Todo es sencillo, sin épica. Humano. Del fuerte original que dio origen a la ciudad queda poco. Los construyeron los españoles para protegerse los portugueses. Una guerra ibérica al otro lado del mar. Montevideo es ideal para las renuncias. Para el ejercicio íntimo de la apostasía. Por sus alcantarillas, anchas como el mundo, podría desaparecer hasta un caballo, no digamos ya un hombre solo.
Estuvo muy cerca de pasarle al gran poeta de la ciudad, que nunca escribió un poema: Onetti. Todas sus novelas son como versos imperfectos y, justo por eso, deslumbrantes. Sobre todo sus títulos, que inventariaba mientras se tomaba un whisky solo con hielo, después de haber leído alguna novela de detectives. Es un escritor difícil. Para algunos, antipático. Un hombre en el que la ternura nunca degeneró en lo sentimental. Su Montevideo se llama de otra manera: Santa María. Metáfora de una América nada milonguera, donde la gente vive atada a sus propias derrotas.
Allí el éxito no es administrar un negocio de éxito, sino evitar que un astillero se venga abajo o fundar un prostíbulo para dar auxilio social a las gentes que pierden todos los días sus vida sen los muelles. Ya lo hemos dicho: con poco, basta. Es inútil buscar Santa María en Montevideo. Y, sin embargo, está por todas partes.

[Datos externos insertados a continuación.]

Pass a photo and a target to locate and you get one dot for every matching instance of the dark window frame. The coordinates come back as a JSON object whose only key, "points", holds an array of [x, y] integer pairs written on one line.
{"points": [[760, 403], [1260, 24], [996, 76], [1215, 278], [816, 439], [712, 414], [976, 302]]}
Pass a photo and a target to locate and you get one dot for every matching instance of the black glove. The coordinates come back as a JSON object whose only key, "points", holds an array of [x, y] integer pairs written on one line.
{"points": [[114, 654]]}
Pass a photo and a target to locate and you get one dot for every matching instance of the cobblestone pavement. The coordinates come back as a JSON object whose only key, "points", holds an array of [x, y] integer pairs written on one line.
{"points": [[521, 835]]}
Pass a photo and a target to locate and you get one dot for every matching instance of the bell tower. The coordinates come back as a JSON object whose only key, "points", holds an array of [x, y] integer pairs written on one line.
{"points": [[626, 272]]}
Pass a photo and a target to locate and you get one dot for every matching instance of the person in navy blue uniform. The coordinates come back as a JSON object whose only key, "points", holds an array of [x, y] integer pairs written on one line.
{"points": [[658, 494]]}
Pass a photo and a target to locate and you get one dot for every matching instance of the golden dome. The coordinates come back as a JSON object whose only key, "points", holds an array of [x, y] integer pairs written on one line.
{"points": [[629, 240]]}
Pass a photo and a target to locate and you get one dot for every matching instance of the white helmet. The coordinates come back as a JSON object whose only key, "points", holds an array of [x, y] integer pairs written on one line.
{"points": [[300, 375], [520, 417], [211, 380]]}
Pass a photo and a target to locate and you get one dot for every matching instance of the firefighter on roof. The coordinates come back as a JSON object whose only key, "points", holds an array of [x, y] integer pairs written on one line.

Al viajero Onetti le enseñó esto y muchas otras cosas. Por ejemplo, que “un viejo no es uno que fue joven, sino alguien distinto ya, sin unión con su adolescencia”. O que detrás de la rebeldía, tan querida, también existen “artículos de fe, prejuicios, burguesía”. Y que “detrás de todas las relaciones humanas, todas las amistades, en realidad no hay más motivo que el miedo”. El pánico a lo irremediable, que es estar solos. Decía Onetti que lo único razonable que se puede hacer en la vida es fracasar. Tenía razón. El éxito es una cojudez que sólo le sucede a los impostores.